Septic Near WaterwayThe main differences from the County’s current septic system policy in the proposed manual include:

  • Permit Types. There are three types of permits: new, replacement and repair. New OWTS serve undeveloped properties. Replacement OWTS are for tank replacements and/or dispersal system replacements for developed sites (previously known as a voluntary repair). Repair OWTS allow for the relatively minor work: distribution box, valves, etc.
  • Classifications. Class I, II and III classifications would be replaced with references to either Code Compliant or Legal Non-Conforming systems
  • Code Compliant OWTS means a system that is in conformance with this OWTS Manual, or meets the intent of the standards by proposing mitigation measures that are equal to the standards.  A Code Complaint OWTS can be new or existing. 
  • Variances. Code compliant does not mean that you need a new system or that you meet each and every standard. The County allows variances from the standards provided sufficient mitigation is provided. The proposed policy allows more variance issues and more mitigation measures.
  • Voluntary Repairs. Previous voluntary repairs regulations would be eliminated. Typical voluntary repairs include replacing dispersal systems. A new or replacement dispersal system must meet a two (2) foot separation to groundwater, have adequate soil type and depth, and be designed by an appropriately licensed professional defined as qualified consultants in the State Business and Professions Code.
  • Building Permits. Prior policies required a septic evaluation for most building permits. The proposed policy requires a septic system evaluation or possibly a new code compliant system only when the project increases wastewater flow and/or strength to the existing system. The proposed policies also evaluates the location of the proposed building/construction relative to the septic system and reserve area. The intent is to avoid physical impacts to the septic system. In certain cases, reserve replacement areas will be evaluated or required.

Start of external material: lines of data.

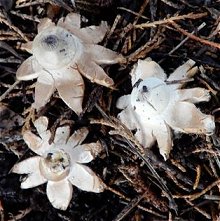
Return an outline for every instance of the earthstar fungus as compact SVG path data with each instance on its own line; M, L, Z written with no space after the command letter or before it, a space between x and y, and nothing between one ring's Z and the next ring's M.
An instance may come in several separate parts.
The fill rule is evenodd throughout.
M108 26L80 27L80 15L70 13L55 25L45 18L38 25L38 34L26 49L33 55L18 68L18 80L37 78L33 107L40 109L57 89L63 101L77 114L82 112L84 81L112 87L113 80L100 65L123 62L123 56L97 45Z
M48 119L40 117L34 125L39 136L26 131L23 138L38 156L14 165L12 172L27 174L21 183L28 189L47 183L46 193L53 207L66 210L72 198L72 185L84 191L100 193L105 185L84 163L92 161L101 151L99 142L82 144L88 134L84 127L70 136L68 126L58 127L53 143L49 144L51 132L47 130Z
M184 80L196 73L195 62L188 60L168 78L151 59L139 60L131 71L132 92L120 97L118 118L144 147L157 141L160 154L168 159L173 146L172 132L211 135L214 118L203 114L195 103L209 101L209 91L200 87L181 89Z

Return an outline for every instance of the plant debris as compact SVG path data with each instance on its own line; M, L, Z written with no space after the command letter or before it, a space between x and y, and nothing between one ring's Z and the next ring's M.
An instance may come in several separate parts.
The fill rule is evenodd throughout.
M0 220L219 220L219 15L217 0L0 1ZM63 38L65 33L73 37ZM52 38L47 38L51 35ZM46 43L44 41L41 47L45 37ZM63 48L54 50L56 42L62 42L58 45L65 46L69 57L62 51L59 56L57 49ZM44 46L53 48L51 54ZM83 46L83 50L79 46ZM76 64L75 52L82 53ZM157 63L154 73L157 78L163 73L162 85L154 89L146 76L151 70L149 67L143 72L140 69L140 76L145 75L142 81L140 76L130 75L149 57L155 61L151 64ZM30 60L34 66L28 66L28 70L22 68ZM181 65L190 71L181 69ZM71 71L76 78L66 72L73 66ZM46 74L39 78L34 67ZM173 74L169 73L175 73L178 67L183 70L180 74L196 74L193 78L172 79ZM97 77L94 68L101 71L98 73L102 73L102 78ZM20 75L26 79L18 80L16 73L18 78ZM48 81L54 77L51 73L61 73L61 77L51 83ZM44 84L36 93L42 78ZM75 84L77 79L80 85ZM63 82L65 84L61 84ZM67 96L60 93L58 84L64 86ZM177 88L179 86L181 88ZM50 88L49 94L46 88ZM190 95L201 92L201 96L184 103L196 110L201 122L208 119L210 127L198 128L194 124L190 127L192 131L189 127L170 124L172 151L171 146L165 148L159 142L144 148L142 140L135 136L137 131L129 128L132 118L127 117L123 122L117 118L124 110L121 112L116 104L121 97L134 93L134 89L136 92L141 89L137 95L142 92L146 95L150 88L151 92L163 95L160 103L153 104L162 109L169 100L165 96L168 88L180 93L188 91ZM151 92L147 101L155 98L156 93ZM170 90L171 97L175 94ZM179 119L181 123L189 122L183 108L175 104L172 110L178 122ZM37 123L41 120L46 124ZM42 139L39 130L48 135L47 139ZM82 159L76 162L75 158L67 157L69 152L65 154L63 147L71 136L82 130L89 133L85 132L85 140L83 138L83 143L76 148L84 145L89 148L75 149L75 155ZM62 137L61 133L57 136L58 132L64 132L63 138L67 139L59 151L53 148L48 155L46 150L30 145L44 140L41 144L55 147L57 137ZM166 160L160 154L162 149ZM45 154L42 156L38 151ZM22 166L23 171L17 171L22 175L12 170L16 172L18 165L31 159L41 159L47 178L51 170L48 172L45 168L55 166L52 170L60 171L61 181L67 180L71 161L77 168L87 168L83 171L89 171L86 174L95 177L97 185L90 182L93 178L87 182L80 180L80 184L75 179L73 184L79 188L68 181L65 188L62 186L59 191L48 194L48 183L55 181L44 177L42 185L21 188L20 184L25 186L33 173L28 173L27 168L23 170ZM31 165L28 163L29 169ZM77 173L77 177L82 178L83 174ZM66 197L60 194L63 192Z

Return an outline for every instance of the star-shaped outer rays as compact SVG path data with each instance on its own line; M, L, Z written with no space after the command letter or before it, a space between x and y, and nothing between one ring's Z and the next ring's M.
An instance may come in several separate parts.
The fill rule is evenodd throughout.
M211 135L215 130L214 118L203 114L195 103L209 101L209 91L203 88L181 89L184 80L197 71L194 61L188 60L168 78L163 69L147 58L139 60L131 71L133 90L120 97L117 107L122 109L118 118L144 147L157 142L164 159L173 146L172 131Z
M97 45L104 38L108 26L81 28L80 15L70 13L57 25L45 18L38 25L33 42L24 45L33 55L18 68L18 80L37 78L35 109L42 108L55 90L62 100L76 113L82 112L84 81L112 87L113 80L105 73L102 64L124 62L122 55Z
M12 172L27 174L21 183L22 189L47 183L46 193L53 207L66 210L72 198L72 185L84 191L100 193L105 184L85 163L91 162L101 151L99 142L82 144L88 135L81 128L70 136L68 126L58 127L54 141L49 144L51 132L47 130L48 119L40 117L34 125L38 135L24 132L28 147L38 156L25 159L14 165Z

  • Alternative & Experimental Systems. The proposed policy expands the list of currently approved and conditionally acceptable experimental and/or alternative systems and elaborates on the criteria and process to enroll various innovative technology/systems into either the experimental system program and/or the alternative system program.
  • Financial Hardship. The propose policy creates financial hardship provisions, that if meet, would exempt a client from the standards.  The septic system would need to comply with the standards to maximum extent feasible.
  • Waiver. The North Coast Regional Water Quality Control Board adopted a revised Waiver of Waste Discharge Requirements that now includes OWTS that cannot meet the two (2) foot separation to groundwater. If the system cannot meet the two (2) foot separation standard, the client would have to apply to the NCRWQCB for their wavier.  Local agencies cannot waive this standard according to the State’s OWTS Policy, but will act as the technical lead for review.